Following a review of its licensing policy in 2015, Eden's Statement of Licensing Policy (PDF: 408Kb / 38 pages) was approved by Council on 3 December 2015. It details the normal policy that we will take into account when making licensing decisions. Guidance has also been issued by the Home Office. When submitting their application, applicants will have to consider the policy and guidance. Applicants should demonstrate how they will help promote the four licensing objectives which are:
- the prevention of crime and disorder
- public safety
- the prevention of public nuisance
- the protection of children from harm
That guidance also encourages licensing authorities to work in partnership with others and recommends that they establish protocols on enforcement issues to ensure that premises and personal licence holders promote the licensing objectives and comply with the law. A commitment to that effect was contained in the Licensing Policy and, in 2006, the responsible authorities and licensing authorities in Cumbria agreed a Joint Enforcement Protocol (PDF: 247Kb / 10 pages).
A fee is payable upon application for a premises licence and club premises certificate and this is followed by an annual maintenance fee. It is based on the non-domestic rateable value of the premises, which is not the same as the amount of non-domestic rates payable each year. Community centres and village halls are normally exempt from this fee, unless they have a licence authorising the sale of alcohol, in which case a fee will be payable. The cost of a Personal Licence is £37. A full breakdown of the licence fees can be found in the Guidance Document GD02 (PDF: 134Kb / 2 pages).
Application forms and guidance documents
All application forms and guidance documents relating to the Licensing Act are available to download from this website. Apply online for a basic disclosure in relation to personal licence applications. Alternatively, request an application form from the Licensing Team.
We are required by law to maintain a register containing details of various licences, certificates, notices and applications we have received and issued. This register can be viewed online, or can be viewed at the Town Hall, Penrith, during normal office hours.
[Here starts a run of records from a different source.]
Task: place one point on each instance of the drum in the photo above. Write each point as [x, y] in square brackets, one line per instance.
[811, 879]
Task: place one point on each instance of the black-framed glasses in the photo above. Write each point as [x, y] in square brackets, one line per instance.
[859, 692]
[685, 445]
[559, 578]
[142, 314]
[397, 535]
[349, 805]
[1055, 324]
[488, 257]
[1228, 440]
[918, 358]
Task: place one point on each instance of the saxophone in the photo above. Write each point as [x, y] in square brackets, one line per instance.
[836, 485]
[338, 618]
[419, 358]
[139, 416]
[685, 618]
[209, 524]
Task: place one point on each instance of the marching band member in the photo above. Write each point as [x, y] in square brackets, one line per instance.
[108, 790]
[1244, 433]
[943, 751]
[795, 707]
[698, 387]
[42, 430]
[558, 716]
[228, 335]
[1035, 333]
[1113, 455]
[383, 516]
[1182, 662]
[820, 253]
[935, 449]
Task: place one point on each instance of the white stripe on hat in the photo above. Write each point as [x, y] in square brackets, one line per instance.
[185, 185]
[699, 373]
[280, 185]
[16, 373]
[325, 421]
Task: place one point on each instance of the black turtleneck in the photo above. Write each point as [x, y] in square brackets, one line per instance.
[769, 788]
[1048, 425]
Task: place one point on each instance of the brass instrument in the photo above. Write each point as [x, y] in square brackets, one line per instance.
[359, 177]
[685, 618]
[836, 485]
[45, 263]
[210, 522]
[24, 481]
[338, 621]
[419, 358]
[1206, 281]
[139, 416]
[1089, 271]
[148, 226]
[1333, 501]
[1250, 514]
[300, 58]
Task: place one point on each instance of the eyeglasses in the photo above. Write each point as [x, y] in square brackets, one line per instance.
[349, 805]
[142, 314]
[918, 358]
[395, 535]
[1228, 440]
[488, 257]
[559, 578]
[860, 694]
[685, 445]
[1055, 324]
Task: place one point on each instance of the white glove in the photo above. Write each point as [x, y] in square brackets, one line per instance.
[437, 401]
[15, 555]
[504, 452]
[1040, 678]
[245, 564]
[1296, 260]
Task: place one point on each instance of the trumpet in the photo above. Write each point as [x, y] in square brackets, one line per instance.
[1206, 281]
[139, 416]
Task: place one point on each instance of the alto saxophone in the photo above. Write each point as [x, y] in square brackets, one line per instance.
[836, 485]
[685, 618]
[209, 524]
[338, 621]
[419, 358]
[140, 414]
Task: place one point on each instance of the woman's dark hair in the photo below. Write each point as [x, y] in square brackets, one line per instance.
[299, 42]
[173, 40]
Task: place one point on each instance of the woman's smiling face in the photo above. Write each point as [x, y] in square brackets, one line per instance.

If you notice any apparent error or omission in the register, or if you have any query about it, please contact a member of the Licensing Team.
Applications against which representations may be made
|Name of applicant||Address of premises to which the application applies||Type of application||Licensable activities requested||Date by which representations may be made|
|No current applications|
Applications can be viewed at the Town Hall between the hours of 10am to 4pm, Monday to Friday. Details of applications are also available on our online register above.
Any person or responsible authority intending to make representations on an application should submit them in writing by the date shown above to:
The Licensing Section,
Eden District Council,
Penrith CA11 7QF
or by emailing to: firstname.lastname@example.org
Comments may also be made using the licensing applications online comments form.
It is an offence to knowingly or recklessly make a false statement in connection with an application for which a person is liable on summary conviction to an unlimited fine.